355: “What? Do you think they knew?”
525: “We’re not supposed to ask questions.”
The two agents fought before they realized they were on the same side, and their brief combat left 355 with some odd neurological symptoms. She sleepwalks now, and falls asleep at inopportune times. We don’t yet know just who Fran might be.

The American President’s assistant, Christina Flores (Jess Salgueiro) watching over Yorick’s ex Beth (Juliana Canfield) who is not privy to knowledge of Yorick’s survival. Beth turned down Yorick’s proposal of marriage just before The Event, and seems involved in some sort of ad hoc political activity.
The only noticeable thing that distinguishes Yorick from other human males is the monkey. It seems likely that the experiments being performed in the lab from which the monkey was rescued gave the animal immunity to The Event, and somehow (perhaps through a bite or a scratch) the immunity was passed along to Yorick. It is reasonable to assume that the lab was working on something related to whatever caused The Event. Dr. Mann, who is a geneticist, must be aware of the significance of the monkey and is just not telling anyone.
The lab and Dr. Mann are both American (although Dr. Mann has had some probably unrelated dealings with the Saudis), and the timing of 355’s reassignment along with that of Agent 525 indicate that whoever they work for probably had prior knowledge of The Event. It is fairly weird that the son of the accidental President is the only surviving cis male, and that could be accidental, or it might have been calculated. (If Regina Oliver was stranded in Israel intentionally, it was predictable that Jennifer Brown would become President.
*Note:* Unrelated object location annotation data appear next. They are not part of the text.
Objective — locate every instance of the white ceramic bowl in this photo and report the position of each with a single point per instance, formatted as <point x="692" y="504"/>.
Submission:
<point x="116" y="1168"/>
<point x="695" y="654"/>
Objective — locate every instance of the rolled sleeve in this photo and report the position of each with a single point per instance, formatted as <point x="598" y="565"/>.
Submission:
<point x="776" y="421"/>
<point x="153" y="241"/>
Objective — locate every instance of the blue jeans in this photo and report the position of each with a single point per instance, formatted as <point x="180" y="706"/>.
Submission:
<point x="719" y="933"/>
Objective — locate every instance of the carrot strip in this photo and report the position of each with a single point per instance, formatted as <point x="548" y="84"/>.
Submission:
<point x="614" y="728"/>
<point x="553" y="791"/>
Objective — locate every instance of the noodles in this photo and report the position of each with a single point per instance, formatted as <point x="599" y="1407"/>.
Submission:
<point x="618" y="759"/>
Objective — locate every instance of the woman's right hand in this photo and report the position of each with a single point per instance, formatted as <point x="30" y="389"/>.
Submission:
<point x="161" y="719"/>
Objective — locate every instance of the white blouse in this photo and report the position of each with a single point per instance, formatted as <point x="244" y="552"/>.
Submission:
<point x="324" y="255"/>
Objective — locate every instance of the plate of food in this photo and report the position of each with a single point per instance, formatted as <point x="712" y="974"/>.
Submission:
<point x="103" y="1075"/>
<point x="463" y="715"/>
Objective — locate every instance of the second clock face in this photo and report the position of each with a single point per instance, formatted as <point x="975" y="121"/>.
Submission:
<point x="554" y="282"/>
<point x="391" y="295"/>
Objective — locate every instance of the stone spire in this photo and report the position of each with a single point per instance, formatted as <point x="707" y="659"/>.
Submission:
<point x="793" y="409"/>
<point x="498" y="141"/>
The Event hit Israel a short time before it hit Washington.)
It is emphasized that the President had no knowledge of any of this, and has only the purest of motives for doing what she does.

(left) Cheryl Dunye (who directs Episode 1.9) with Oprah Winfrey on the set of David Makes Man in 2019. (right) Mairzee Almas (director of Episode 1.5) with Eric Roberts.
In episode five, Dr. Mann explained to Yorick why it was not just men who died in The Event: “[If] they’re deficient in an enzyme called 5-alpha reductase, the one that converts testosterone into dihydrotestosterone (That’s completely commonplace in a remote area of the Dominican Republic), babies are born, assigned female, only to discover male sex organs that descend in puberty. Oh, and then there’s androgen insensitivity syndrome. One in 20,000 genetically XY births are resistant to androgens (the male hormones) and so babies are born with internal testes but typically female external traits. Millions of women dropped dead that day, some of whom had no idea they had a Y chromosome.”